To suggest that all or the "important" in-house counsel would dismiss lawyers who blog is not much different from saying they'd dismiss lawyers who write articles, briefings and speak at conferences. I doubt many would say that.

Rush Nigut - February 11, 2008 5:30 PM

WAC? has got it wrong on this one. My experience has been the exact opposite.

Sam Hasler - February 12, 2008 10:25 AM

I hesitated commenting for a few days, but I just could not resist. Let me say from my perspective - small town lawyer with a small blog - this is still foolish advice. However, I went onto read the original post - that is quite impressive.

From the observations of my own meager efforts, I am pretty certain that most people do not know how to use blogs and/or what differentiates them from standard web pages. That needs to change but until it does I would not call blogs mainstream by any stretch of the imagination.

I also use my blogs as storage for my research. I do not know if others do not do this but I am finding it useful. Whether in-house counsel recognize this aspect of blogs is something that might be interesting to know. From what I have seen most people do not think of a blog as more than a single entry found by Google.

Kevin OKeefe - February 12, 2008 12:29 PM

Why does it matter Sam if a person, corporate exec, or whomever knows they are on a blog or not?

66% of people going to poorly designed blogs think they are on a website.
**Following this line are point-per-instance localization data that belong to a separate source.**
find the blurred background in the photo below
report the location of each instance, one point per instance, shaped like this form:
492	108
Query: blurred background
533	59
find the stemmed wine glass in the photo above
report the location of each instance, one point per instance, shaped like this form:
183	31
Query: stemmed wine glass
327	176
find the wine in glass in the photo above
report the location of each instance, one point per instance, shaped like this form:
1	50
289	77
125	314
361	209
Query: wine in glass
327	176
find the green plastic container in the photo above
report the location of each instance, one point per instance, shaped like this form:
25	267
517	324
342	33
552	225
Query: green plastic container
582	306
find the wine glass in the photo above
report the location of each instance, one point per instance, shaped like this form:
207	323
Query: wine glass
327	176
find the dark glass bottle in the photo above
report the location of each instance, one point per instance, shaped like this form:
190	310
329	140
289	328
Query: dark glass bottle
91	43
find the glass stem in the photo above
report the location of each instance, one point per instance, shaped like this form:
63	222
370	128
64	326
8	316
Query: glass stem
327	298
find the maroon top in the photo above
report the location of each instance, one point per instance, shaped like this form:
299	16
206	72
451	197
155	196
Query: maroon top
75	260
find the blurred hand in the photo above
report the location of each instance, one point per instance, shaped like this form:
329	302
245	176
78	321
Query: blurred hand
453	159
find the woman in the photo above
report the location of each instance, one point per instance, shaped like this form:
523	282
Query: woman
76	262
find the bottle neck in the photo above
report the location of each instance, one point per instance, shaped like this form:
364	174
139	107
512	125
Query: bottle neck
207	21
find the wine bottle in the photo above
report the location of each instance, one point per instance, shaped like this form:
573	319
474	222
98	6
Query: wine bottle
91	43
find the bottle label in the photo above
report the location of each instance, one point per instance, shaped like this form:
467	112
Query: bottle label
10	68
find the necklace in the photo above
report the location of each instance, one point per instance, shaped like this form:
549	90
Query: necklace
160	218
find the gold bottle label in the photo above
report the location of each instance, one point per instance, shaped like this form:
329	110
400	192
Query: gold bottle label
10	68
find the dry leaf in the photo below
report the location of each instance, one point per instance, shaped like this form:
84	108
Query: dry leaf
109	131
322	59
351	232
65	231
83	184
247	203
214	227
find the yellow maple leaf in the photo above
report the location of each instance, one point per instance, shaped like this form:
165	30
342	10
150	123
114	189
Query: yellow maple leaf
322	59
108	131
With well designed blogs with sections apart from posts highlighting who the blogger is, what they do, and how to get contact them, the percentage is probably 95% plus.

And take into account most of the people using RSS to subscribe to blogs and news sites not knowing they are using RSS, they just think subscribe.

Who cares if sophisticated clients know you are 'blogging' as we may define it. All they care about is the sharing of the intellectual capital, insight, and the lawyer's philosophy.

Sam Hasler - February 13, 2008 4:39 PM

Sorry, it is not whether they know if they are on a webpage or a blog. What I am seeing from the little traffic I get is this: people go to one entry and do not go to anything else related to the issue that seems to be driving their search. Maybe it is only me that has this and the problem is of my own creating.

If, however, people think that this post is all of the information on that subject at this site because they do not know how to use a blog, then I need to reconfigure how I write my posts. I used to just think that people would go over to the archives. After all, that is what I would do . People do not do this. I could easily put this down to design problems with Blogger. When I put links in articles to earlier articles, then people go to those articles.

Where I saw all this as being relevant to the discussion was in people being to exploit that intellectual capital. I also do not think that blogs and what they represent are quite as mainstream as we might like to think.

You hit the nail on the head - sophisticated clients. I expect most of those reaching my blogs to be fairly sophisticated. I certainly would expect in-house counsel to fall into the category of sophisticated. Well, sophisticated enough to be able to understand the benefits of lawyer blogging. (Which really was the topic before I started running off at the mouth. Sorry about that.)